I was reminded of an episode of Brooklyn Nine-Nine while walking through the corridors of the storage units. We got so lost trying to find the right one but eventually, we did. We walked into the 5m x 5m room and I felt like I’d walked on to an Austin Powers set. It wouldn’t have been surprising if a disco ball descended into the velour curtain, red-lit room. There may as well have been a button that caused the drum kit to flip over to be a love heart shaped bed while Smooth Operator played. 
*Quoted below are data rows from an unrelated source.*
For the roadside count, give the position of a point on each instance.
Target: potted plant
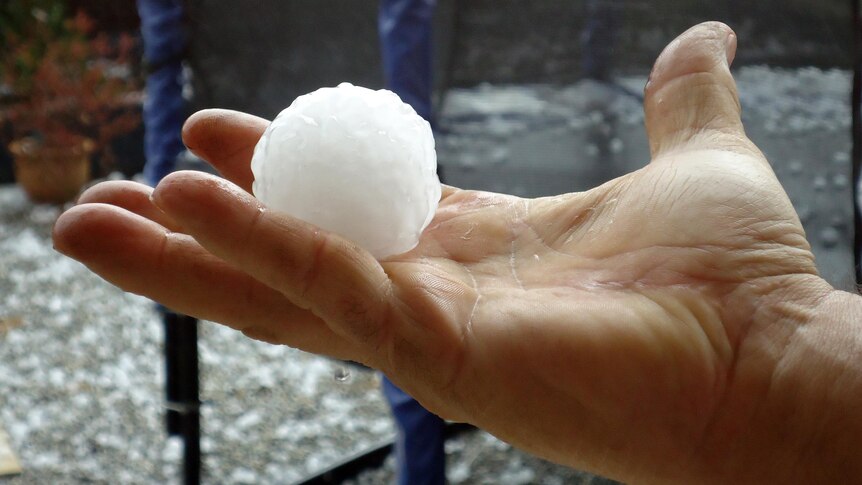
(69, 94)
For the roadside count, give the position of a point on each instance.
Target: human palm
(607, 329)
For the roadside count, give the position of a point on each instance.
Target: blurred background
(529, 98)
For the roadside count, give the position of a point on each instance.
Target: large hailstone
(354, 161)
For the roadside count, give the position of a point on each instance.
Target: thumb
(690, 100)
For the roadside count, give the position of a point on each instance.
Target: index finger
(226, 139)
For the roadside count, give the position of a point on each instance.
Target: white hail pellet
(353, 161)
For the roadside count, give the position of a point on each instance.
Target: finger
(226, 139)
(317, 270)
(142, 257)
(691, 100)
(133, 197)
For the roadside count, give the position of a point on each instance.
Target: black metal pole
(856, 159)
(182, 390)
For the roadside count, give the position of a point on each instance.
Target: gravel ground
(81, 377)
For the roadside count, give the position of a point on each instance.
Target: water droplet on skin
(342, 373)
(830, 237)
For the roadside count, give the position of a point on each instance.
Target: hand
(641, 329)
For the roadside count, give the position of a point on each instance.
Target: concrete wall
(258, 55)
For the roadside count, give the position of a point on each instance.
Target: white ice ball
(353, 161)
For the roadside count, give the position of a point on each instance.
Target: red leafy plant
(69, 86)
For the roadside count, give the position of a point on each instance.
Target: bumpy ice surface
(354, 161)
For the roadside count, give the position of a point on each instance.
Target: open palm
(612, 329)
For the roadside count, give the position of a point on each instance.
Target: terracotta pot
(51, 174)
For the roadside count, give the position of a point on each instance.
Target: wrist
(792, 402)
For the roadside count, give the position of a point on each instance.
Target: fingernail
(730, 48)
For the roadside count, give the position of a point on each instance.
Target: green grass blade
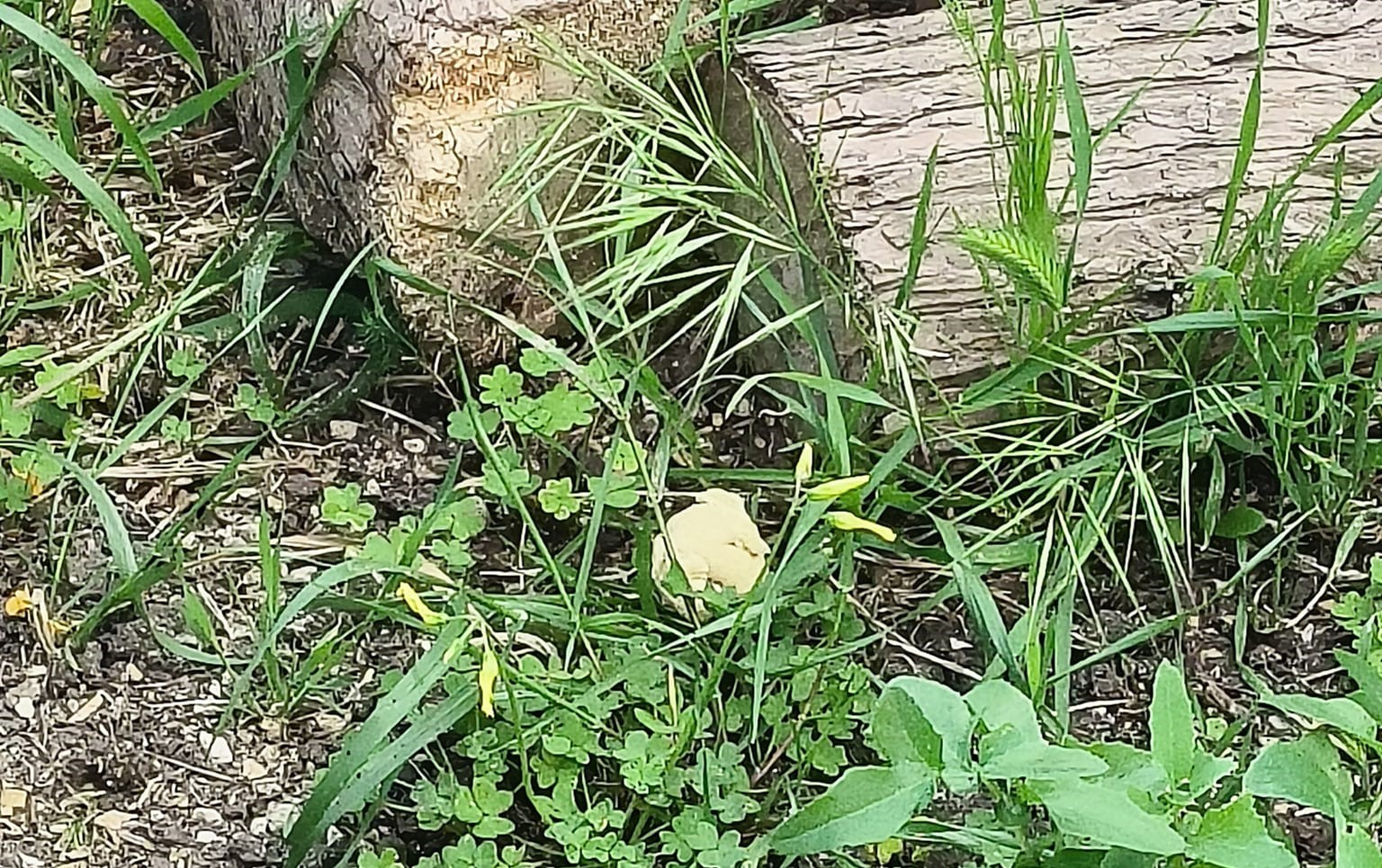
(18, 173)
(979, 600)
(1247, 136)
(116, 535)
(83, 75)
(361, 765)
(157, 17)
(920, 241)
(1081, 143)
(30, 136)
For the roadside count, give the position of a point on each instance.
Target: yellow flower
(415, 603)
(488, 675)
(828, 491)
(848, 522)
(18, 603)
(803, 463)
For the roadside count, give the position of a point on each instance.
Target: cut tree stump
(412, 123)
(872, 98)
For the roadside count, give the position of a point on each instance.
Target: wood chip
(112, 821)
(87, 708)
(13, 801)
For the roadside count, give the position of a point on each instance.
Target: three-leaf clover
(509, 473)
(538, 362)
(184, 363)
(14, 420)
(14, 494)
(386, 859)
(175, 430)
(500, 386)
(342, 506)
(691, 834)
(12, 216)
(257, 408)
(38, 468)
(559, 499)
(565, 408)
(69, 389)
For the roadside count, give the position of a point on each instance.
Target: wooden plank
(872, 98)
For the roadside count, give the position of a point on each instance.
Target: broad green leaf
(944, 712)
(1369, 683)
(1240, 522)
(866, 806)
(1172, 723)
(196, 618)
(369, 755)
(1208, 772)
(1106, 816)
(902, 733)
(1000, 703)
(1132, 769)
(1126, 859)
(1039, 760)
(1355, 846)
(1306, 772)
(1338, 712)
(1234, 837)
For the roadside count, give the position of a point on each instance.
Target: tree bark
(412, 125)
(868, 100)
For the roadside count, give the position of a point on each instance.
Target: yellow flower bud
(828, 491)
(408, 595)
(848, 522)
(803, 463)
(488, 675)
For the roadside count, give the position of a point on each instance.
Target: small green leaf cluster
(1070, 803)
(624, 760)
(30, 465)
(534, 409)
(343, 507)
(444, 530)
(1360, 613)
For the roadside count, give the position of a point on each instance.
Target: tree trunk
(868, 100)
(412, 125)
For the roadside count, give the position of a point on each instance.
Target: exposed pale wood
(872, 97)
(414, 123)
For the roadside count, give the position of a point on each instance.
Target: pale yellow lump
(714, 541)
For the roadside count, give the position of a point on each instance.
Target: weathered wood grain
(872, 98)
(414, 121)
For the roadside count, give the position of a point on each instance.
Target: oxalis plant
(1103, 805)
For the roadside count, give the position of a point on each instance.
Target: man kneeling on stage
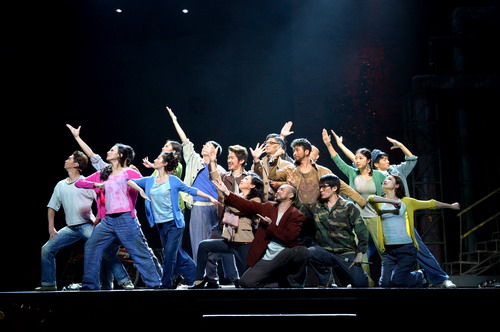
(275, 258)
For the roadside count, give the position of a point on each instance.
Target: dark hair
(399, 191)
(293, 190)
(278, 139)
(378, 157)
(331, 180)
(177, 148)
(81, 159)
(171, 159)
(303, 142)
(368, 154)
(258, 190)
(127, 155)
(217, 146)
(240, 152)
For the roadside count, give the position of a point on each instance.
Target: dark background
(232, 71)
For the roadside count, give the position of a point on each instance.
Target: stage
(219, 309)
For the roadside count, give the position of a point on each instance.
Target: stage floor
(218, 309)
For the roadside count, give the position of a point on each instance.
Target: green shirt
(340, 230)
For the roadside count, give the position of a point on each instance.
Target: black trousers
(284, 270)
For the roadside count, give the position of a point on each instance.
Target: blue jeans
(322, 260)
(398, 265)
(69, 235)
(425, 259)
(203, 219)
(128, 231)
(429, 264)
(175, 260)
(221, 246)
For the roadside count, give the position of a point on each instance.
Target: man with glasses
(273, 148)
(341, 237)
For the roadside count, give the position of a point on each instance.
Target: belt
(201, 203)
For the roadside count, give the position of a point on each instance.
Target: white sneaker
(73, 287)
(128, 285)
(446, 284)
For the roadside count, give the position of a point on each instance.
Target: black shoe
(212, 284)
(201, 285)
(425, 281)
(177, 282)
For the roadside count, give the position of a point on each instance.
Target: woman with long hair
(396, 233)
(237, 233)
(116, 211)
(161, 194)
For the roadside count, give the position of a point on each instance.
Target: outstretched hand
(395, 144)
(74, 131)
(338, 139)
(171, 113)
(147, 163)
(326, 138)
(286, 129)
(259, 150)
(221, 186)
(265, 219)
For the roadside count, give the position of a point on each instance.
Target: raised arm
(328, 142)
(180, 132)
(399, 145)
(286, 130)
(76, 134)
(340, 142)
(133, 185)
(453, 206)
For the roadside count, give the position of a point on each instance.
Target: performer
(275, 257)
(396, 233)
(236, 239)
(77, 206)
(116, 209)
(161, 194)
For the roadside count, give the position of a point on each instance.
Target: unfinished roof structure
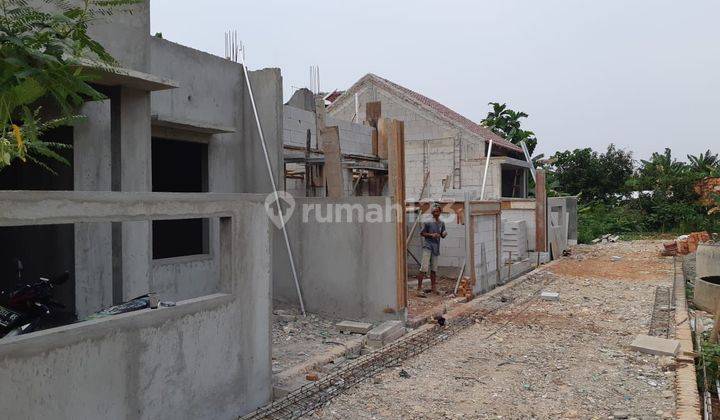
(440, 141)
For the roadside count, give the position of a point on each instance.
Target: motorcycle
(31, 307)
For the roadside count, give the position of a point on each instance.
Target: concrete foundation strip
(687, 404)
(314, 395)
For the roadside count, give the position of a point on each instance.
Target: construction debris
(655, 345)
(609, 237)
(353, 327)
(579, 351)
(384, 333)
(550, 296)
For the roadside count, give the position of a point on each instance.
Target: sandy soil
(424, 305)
(540, 359)
(296, 338)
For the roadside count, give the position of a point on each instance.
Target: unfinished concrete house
(155, 200)
(439, 141)
(445, 157)
(347, 264)
(363, 172)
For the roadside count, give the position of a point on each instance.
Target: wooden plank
(470, 232)
(396, 179)
(417, 220)
(383, 131)
(373, 111)
(374, 140)
(540, 212)
(330, 141)
(498, 248)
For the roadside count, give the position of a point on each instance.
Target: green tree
(668, 197)
(705, 163)
(506, 123)
(591, 175)
(42, 51)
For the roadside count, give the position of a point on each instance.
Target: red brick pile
(687, 245)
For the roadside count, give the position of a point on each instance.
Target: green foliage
(41, 50)
(591, 175)
(704, 163)
(710, 357)
(657, 196)
(506, 123)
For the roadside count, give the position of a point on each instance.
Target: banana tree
(40, 52)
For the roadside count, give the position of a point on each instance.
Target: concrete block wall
(235, 160)
(452, 248)
(515, 240)
(485, 233)
(526, 215)
(420, 127)
(346, 270)
(354, 138)
(207, 357)
(296, 123)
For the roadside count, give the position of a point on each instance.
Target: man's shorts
(429, 261)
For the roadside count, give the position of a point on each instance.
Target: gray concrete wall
(429, 145)
(346, 270)
(124, 35)
(205, 358)
(212, 90)
(354, 138)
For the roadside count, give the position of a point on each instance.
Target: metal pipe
(487, 164)
(272, 180)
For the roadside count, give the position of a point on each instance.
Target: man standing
(432, 232)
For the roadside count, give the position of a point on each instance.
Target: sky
(642, 74)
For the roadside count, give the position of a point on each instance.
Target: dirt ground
(422, 305)
(297, 338)
(540, 359)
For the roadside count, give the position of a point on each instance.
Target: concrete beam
(23, 208)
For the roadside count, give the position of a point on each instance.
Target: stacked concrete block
(515, 240)
(355, 139)
(485, 233)
(526, 215)
(353, 327)
(296, 123)
(385, 333)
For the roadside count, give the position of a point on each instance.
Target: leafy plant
(43, 51)
(595, 176)
(705, 163)
(506, 123)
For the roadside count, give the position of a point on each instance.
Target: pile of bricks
(466, 287)
(686, 245)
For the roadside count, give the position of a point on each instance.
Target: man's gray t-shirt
(433, 244)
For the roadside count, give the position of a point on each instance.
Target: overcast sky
(641, 74)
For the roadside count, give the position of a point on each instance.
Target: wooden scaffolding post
(396, 175)
(329, 140)
(383, 129)
(540, 212)
(373, 110)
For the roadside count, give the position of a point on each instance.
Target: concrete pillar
(130, 145)
(349, 183)
(93, 241)
(540, 212)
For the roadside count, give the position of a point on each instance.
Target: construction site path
(537, 358)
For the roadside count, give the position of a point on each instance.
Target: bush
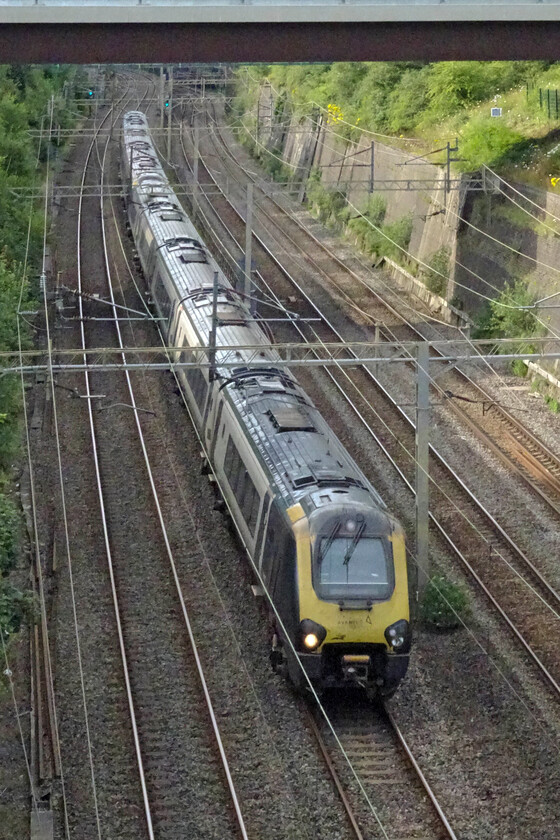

Our second show was in bowling green Ohio, or so Ben said on stage to the crowd. They thankfully found it endearing. To my disappointment, there wasn’t a bowls club in sight (we miss you, NPBC). Although one of the guys at the gig told me to smile more after our set; it led me to bond with local drummer, Riley. We spoke about the struggles being a female-identifying musician. It comforted me to know that even in a small town on the outskirts of Kentucky (where we actually were) there are badarse chicks fighting for equality. 

Another honourable mention goes out to Prince's Hot Chicken, which somehow led to Ben getting a gold tooth fitted. 

I can now 100% confirm that Southern hospitality is legit. George, Natalie and Tye have been so generous and accommodating. They’ve lent us all their gear, let us sleep in their living room and driving us around the country. We are so grateful to have this opportunity and we’re having a blast!